As I started reading Bourgeault's very accessible and user-friendly book during a silent retreat, I discovered just how important this book really is. For one, Bourgeault does not allow readers to get bogged down in either the history or the theology of centering prayer. Rather, she thrusts her readers right into the practice of centering prayer. She makes no apologies: to get the hang of centering prayer, you must make the effort to do it on a regular basis!

The first section (of four) is appropriately titled, "The Method of Centering Prayer." She instructs readers as the practice and nuances of centering prayer by defining centering prayer and then declaring what it is not. This is important because many Christians (Baptists especially) assume that centering prayer is simply New Age or Buddhist meditation in disguise. Christian centering prayer is not rooted in the east, but is rooted in Jewish rabbinic and mystic tradition. Even Jesus declares in Matthew that when one prays, one should go into a prayer closet to pray to God in "secret." Also, Jesus time and again sought solitude as a forum for building and maintaining his relationship with the Father. Prayer of a similar fashion has also been popularized by such Protestant authors as Henry Blackeby in Experiencing God, although his prescription of prayer is far removed than the intent of centering prayer.
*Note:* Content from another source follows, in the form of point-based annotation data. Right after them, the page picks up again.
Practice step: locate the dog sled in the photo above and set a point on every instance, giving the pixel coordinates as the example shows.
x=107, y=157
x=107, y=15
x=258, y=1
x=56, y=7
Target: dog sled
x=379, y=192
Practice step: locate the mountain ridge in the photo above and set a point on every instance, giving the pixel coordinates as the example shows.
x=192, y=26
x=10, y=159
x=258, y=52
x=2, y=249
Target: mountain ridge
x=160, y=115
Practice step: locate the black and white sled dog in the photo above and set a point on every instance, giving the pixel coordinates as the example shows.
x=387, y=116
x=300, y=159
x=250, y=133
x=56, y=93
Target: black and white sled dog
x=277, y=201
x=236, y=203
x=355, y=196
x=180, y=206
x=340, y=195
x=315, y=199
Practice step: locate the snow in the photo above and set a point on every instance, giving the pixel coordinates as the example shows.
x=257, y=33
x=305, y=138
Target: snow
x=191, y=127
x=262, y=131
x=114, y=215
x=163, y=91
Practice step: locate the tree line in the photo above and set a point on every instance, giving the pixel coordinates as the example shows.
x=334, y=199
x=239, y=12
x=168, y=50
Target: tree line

Bourgeault insists that true centering prayer is uniquely Christian and grounded in historic Christian theology because it is a type of prayer that aims at reaching into the very heart of God not to get a word from God or a spiritual insight, but to simply rest in quality intimacy with God. Whereas eastern religions seek to empty the soul/mind or to push thoughts that erupt during meditation aside, centering prayer provides space for thoughts and the imagination to work, but recognizes that one must surrender these thoughts before God. The mind is not occupied by these thoughts or distractions. Instead, the pray-er surrenders thoughts to God and refocuses the heart on spending quality time with the Lord. In this way, true centering prayer allows the believer to "take every thought captive before the Lord," but to practice "dying to self" in the process.
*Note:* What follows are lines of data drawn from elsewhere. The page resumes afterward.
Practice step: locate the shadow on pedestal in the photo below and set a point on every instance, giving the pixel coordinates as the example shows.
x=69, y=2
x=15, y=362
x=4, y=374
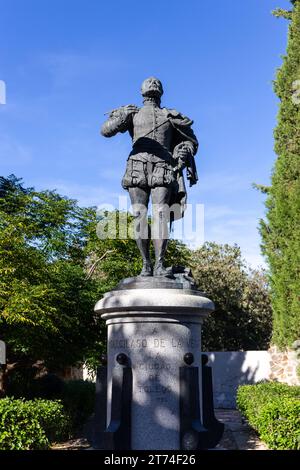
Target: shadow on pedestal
x=194, y=434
She writes: "As a method of meditation, Centering Prayer is founded upon the gesture of surrendering, or letting go . . . During the prayer time itself, surrender is practiced through the letting go of thoughts as they arise. Unlike other forms of meditation, neither focused awareness nor a steady witnessing presence is required. There is no need to 'follow' the thought as they arise; merely to let them go promptly as soon as you realize you're engaged in thinking [is the goal]" (162).

Bourgeault tells one story, originally told by Thomas Keating, of a nun that attempted centering prayer for the first time. The nun was frustrated that she could not concentrate on spending time with the Lord in silence. In the midst of her solitude, she was bombarded by her many concerns and worries. She told Keating that in twenty minutes, she had ten thousand thoughts. Keating was overjoyed, for he believed that she had ten thousand opportunities to return to the Lord!

Returning to the Lord in solitude and silence is the key to centering prayer. To help one "return to the Lord", Bourgeault recommends having a "prayer word" that one uses to remind oneself that they are spending time with God, not being distracted. A prayer word, be it "love" or "God" or "Abba," acts like a red string tied around your finger. Whenever you find yourself wandering in your thoughts during prayer, reciting silently your prayer word will help refocus your heart upon God.

Centering Prayer and Inner Awakening has been one of the most user-friendly guides I have read concerning centering prayer. For all of the questions that I had about prayer, Bourgeault has managed to answer almost every one of them. I highly recommend that you invest in this book if you are interested in truly seeking God in both solitude and silence.